Up With Empire

Up With Empire April 14, 2014

Robert Kaplan offers a brief in defense of empire at the Atlantic. “Throughout history,” he argues, “governance and relative safety have most often been provided by empires, Western or Eastern. Anarchy reigned in the interregnums.”

Globalization today depends on the infrastructure of the British empire: “as the Harvard historian Niall Ferguson has argued, the British Empire enabled a late-19th- and early-20th-century form of globalization, tragically interrupted by a worldwide depression, two world wars, and a cold war. After that, a new form of globalization took root, made possible by an American naval and air presence. . . . Globalization depends upon secure sea lines of communication for trade and energy transfers: without the U.S. Navy, there’d be no globalization, no Davos, period.”

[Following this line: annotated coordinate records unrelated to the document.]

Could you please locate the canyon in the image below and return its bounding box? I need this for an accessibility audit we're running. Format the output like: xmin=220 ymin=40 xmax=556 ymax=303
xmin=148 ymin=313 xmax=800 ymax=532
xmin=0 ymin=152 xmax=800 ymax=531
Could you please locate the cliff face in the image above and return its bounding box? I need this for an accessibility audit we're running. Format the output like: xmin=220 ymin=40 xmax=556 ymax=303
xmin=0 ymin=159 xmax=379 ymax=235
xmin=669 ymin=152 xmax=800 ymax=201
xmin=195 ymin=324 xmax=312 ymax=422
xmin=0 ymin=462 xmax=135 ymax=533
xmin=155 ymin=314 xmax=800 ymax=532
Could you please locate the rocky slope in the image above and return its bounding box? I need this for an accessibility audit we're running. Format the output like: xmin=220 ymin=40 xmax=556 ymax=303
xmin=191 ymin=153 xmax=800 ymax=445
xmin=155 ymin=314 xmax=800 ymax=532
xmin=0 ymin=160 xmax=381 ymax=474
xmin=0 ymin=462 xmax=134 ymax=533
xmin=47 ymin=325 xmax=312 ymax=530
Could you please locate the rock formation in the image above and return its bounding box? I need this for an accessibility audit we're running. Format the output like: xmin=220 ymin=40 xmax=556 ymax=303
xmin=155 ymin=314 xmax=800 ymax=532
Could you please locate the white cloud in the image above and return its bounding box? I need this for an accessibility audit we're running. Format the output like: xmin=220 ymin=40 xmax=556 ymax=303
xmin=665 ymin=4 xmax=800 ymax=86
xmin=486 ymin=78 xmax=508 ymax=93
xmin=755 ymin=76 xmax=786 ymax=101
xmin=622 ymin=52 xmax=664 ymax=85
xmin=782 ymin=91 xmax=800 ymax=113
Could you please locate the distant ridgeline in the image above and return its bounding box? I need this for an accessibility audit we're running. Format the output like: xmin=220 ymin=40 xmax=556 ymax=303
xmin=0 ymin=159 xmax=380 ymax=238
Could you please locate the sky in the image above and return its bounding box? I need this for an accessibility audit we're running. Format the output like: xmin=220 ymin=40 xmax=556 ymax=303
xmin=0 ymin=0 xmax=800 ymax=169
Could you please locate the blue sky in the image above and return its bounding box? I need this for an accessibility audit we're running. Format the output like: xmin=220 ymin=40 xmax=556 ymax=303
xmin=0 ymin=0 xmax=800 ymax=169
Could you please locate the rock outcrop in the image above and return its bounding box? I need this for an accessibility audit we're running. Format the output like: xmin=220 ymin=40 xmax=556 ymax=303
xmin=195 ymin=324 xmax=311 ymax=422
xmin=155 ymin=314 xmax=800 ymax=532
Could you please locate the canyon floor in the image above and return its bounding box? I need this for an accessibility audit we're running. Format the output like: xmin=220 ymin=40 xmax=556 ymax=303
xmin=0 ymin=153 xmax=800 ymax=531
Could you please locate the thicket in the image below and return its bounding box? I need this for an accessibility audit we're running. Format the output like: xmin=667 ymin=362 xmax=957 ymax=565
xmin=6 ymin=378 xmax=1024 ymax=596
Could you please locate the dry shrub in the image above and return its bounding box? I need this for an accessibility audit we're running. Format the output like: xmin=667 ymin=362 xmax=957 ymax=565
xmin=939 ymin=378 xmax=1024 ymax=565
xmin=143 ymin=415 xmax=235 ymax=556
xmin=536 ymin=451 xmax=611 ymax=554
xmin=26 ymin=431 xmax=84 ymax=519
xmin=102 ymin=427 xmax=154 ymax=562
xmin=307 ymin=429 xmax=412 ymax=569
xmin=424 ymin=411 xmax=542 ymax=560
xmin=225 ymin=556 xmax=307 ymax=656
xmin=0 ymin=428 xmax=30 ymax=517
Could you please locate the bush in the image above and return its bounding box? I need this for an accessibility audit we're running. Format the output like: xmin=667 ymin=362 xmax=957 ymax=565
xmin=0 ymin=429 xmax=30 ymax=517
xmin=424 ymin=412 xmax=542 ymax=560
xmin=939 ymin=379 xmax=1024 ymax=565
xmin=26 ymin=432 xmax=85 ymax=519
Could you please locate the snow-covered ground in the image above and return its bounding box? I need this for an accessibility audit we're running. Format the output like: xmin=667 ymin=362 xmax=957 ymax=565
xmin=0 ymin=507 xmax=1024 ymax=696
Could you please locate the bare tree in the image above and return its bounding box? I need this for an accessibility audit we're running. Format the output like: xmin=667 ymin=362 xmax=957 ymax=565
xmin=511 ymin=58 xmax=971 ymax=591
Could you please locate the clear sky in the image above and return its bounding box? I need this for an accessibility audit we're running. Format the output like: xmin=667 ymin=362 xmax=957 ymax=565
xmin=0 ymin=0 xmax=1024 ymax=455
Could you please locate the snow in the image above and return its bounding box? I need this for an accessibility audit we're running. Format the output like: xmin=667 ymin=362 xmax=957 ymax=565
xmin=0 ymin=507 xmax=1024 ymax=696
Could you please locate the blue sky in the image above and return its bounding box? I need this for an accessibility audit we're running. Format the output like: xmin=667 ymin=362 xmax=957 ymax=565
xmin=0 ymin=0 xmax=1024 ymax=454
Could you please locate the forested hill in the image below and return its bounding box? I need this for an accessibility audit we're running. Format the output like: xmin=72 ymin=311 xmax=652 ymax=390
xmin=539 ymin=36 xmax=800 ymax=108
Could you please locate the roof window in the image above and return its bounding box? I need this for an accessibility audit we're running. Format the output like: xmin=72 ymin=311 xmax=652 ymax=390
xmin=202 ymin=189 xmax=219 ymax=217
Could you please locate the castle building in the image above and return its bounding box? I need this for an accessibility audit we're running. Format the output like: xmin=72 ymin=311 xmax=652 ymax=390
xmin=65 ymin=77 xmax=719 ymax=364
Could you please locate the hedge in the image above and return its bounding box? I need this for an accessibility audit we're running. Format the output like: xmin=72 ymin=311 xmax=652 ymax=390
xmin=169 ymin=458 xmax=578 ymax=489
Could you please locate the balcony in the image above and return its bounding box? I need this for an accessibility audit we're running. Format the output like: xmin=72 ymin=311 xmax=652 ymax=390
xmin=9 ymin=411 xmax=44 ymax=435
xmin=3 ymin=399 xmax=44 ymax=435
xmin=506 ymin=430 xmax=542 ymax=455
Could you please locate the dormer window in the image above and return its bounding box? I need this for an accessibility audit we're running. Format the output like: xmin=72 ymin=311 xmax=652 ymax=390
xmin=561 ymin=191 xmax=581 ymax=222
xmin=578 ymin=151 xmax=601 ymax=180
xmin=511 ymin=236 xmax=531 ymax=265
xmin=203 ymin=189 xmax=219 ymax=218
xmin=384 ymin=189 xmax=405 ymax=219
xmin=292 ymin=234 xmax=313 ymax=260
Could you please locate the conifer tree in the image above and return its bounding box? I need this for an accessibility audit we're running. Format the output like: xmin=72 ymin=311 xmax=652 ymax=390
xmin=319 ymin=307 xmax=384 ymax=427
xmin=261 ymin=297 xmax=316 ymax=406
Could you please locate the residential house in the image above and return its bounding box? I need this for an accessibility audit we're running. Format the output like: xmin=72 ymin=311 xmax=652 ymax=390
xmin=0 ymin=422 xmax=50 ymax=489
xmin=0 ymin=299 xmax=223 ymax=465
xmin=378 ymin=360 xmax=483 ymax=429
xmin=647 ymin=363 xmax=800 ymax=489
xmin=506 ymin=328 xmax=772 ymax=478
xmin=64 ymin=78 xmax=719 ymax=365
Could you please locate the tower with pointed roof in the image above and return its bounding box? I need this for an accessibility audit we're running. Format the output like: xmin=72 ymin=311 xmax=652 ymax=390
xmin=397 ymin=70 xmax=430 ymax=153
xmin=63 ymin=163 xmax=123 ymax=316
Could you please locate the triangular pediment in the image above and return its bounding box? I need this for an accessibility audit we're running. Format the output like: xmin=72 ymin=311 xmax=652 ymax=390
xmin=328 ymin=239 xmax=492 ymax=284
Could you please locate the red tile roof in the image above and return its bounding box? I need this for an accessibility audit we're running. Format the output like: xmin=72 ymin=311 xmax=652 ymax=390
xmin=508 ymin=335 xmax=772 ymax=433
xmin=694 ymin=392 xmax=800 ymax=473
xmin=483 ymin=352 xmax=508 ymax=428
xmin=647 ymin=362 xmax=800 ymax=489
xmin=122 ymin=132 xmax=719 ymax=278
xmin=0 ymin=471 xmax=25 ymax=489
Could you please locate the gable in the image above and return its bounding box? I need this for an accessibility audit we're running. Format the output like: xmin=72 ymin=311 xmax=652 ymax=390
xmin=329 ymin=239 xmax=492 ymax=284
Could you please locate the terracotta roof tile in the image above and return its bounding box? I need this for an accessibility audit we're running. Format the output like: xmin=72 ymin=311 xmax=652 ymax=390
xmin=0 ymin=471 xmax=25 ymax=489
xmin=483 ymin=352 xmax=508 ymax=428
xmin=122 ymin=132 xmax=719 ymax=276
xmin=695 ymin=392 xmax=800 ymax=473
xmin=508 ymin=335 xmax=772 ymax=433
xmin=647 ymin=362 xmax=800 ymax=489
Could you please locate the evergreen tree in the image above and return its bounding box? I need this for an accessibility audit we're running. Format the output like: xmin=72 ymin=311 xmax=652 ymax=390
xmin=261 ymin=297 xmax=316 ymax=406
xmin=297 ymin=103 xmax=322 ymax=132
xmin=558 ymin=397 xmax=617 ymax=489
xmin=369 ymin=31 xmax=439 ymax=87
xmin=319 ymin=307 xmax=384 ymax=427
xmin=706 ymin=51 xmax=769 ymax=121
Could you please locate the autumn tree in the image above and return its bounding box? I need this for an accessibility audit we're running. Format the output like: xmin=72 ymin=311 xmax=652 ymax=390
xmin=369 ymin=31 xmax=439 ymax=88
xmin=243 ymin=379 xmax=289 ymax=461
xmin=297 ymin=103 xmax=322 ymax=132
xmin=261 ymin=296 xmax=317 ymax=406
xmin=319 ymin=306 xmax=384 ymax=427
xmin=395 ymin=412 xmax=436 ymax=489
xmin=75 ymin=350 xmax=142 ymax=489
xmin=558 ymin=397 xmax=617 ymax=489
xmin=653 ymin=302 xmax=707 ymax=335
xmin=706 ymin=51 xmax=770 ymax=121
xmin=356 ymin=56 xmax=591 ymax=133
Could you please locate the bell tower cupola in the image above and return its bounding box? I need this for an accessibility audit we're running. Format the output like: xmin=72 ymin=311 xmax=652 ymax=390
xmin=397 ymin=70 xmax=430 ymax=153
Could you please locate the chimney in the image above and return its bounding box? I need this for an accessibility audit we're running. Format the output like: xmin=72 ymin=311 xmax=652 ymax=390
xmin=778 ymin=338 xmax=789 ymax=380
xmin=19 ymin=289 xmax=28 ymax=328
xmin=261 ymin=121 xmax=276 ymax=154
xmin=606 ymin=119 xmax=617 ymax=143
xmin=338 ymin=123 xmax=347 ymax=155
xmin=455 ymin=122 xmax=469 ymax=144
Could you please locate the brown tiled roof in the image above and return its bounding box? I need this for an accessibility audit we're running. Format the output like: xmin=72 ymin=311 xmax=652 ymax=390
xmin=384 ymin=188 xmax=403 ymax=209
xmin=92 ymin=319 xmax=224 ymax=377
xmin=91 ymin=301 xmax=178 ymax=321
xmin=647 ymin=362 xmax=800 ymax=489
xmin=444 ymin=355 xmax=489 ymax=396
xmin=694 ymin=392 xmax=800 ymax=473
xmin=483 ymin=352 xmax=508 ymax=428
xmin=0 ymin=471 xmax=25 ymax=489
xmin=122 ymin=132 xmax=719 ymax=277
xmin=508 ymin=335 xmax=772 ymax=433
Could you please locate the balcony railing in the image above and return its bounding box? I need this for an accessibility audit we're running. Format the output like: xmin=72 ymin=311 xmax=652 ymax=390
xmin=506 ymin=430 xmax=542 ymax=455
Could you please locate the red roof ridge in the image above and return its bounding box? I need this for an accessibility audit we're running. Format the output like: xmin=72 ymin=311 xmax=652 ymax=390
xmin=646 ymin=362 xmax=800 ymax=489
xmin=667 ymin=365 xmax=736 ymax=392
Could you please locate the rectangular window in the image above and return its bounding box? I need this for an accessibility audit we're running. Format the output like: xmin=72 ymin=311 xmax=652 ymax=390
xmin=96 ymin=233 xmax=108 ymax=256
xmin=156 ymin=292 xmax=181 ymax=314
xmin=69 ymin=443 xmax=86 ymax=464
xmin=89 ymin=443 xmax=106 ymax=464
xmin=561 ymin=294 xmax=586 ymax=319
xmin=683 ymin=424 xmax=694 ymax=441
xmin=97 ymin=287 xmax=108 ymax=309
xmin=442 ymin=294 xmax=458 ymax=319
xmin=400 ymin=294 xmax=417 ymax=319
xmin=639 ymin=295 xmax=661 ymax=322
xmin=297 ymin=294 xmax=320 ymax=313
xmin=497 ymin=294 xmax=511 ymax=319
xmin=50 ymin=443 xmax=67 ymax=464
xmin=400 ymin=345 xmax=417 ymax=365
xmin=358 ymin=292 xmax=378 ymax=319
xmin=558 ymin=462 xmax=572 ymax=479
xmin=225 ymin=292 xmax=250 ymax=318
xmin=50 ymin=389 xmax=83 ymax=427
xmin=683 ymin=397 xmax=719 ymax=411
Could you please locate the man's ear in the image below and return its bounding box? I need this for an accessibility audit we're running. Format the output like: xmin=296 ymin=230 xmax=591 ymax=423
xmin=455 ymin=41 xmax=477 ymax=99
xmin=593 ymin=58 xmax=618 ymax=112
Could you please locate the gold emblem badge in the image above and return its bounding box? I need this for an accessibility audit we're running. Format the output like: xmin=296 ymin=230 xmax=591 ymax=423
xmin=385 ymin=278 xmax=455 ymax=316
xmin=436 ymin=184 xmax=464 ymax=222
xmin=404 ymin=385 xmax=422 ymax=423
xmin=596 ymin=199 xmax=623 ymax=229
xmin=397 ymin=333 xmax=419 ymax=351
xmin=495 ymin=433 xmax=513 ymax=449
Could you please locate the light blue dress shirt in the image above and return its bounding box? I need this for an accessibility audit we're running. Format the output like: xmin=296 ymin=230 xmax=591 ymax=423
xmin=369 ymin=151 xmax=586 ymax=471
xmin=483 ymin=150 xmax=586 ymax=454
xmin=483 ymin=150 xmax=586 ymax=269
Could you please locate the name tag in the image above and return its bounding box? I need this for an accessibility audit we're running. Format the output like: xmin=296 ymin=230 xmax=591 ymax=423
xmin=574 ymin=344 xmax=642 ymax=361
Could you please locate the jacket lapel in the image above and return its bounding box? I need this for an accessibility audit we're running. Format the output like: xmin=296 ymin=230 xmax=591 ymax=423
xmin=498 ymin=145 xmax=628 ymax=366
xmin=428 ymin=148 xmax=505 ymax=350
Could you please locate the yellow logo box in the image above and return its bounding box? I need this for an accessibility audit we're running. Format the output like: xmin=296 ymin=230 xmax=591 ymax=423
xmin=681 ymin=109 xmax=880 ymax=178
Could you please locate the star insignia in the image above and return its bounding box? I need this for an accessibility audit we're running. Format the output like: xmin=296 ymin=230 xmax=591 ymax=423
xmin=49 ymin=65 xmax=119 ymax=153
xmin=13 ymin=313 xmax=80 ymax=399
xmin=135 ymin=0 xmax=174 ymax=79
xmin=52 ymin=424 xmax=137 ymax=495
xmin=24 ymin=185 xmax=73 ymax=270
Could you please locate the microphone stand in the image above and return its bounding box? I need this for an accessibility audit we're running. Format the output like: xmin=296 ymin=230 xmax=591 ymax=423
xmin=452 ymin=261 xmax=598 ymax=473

The charge that empires are cruel is true enough, but “they were less cruel and delivered more predictability for the average person than did anything beyond their borders.” The claim that empires are reactionary doesn’t fit history: “Athens, Rome, Venice, and Great Britain were the most enlightened regimes of their day. True, imperialism has often been driven by the pursuit of riches, but that pursuit has in many cases resulted in a hard-earned cosmopolitanism.” Empires ancient and modern “delivered more peace and stability than the United Nations ever has or probably ever could.”

For Kaplan, the “problem with imperialism is not that it is evil, but rather that it is too expensive and therefore a problematic grand strategy for a country like the United States. Many an empire has collapsed because of the burden of conquest.”

Despite the costs, he thinks that a “tempered imperialism” is better than Obama’s “post-imperialism,” which he warns could be disastrous: “If America sharply retrenched its air and sea forces, while starving its land forces of adequate supplies and training, the world would be a far more anarchic place.”

Most of this is quite accurate, but Kaplan doesn’t pay sufficient attention to differences among empires. It’s simplistic to say imperialism brings benefits without specifying which imperialism you’re talking about. There is no such thing as “empire,” only empires.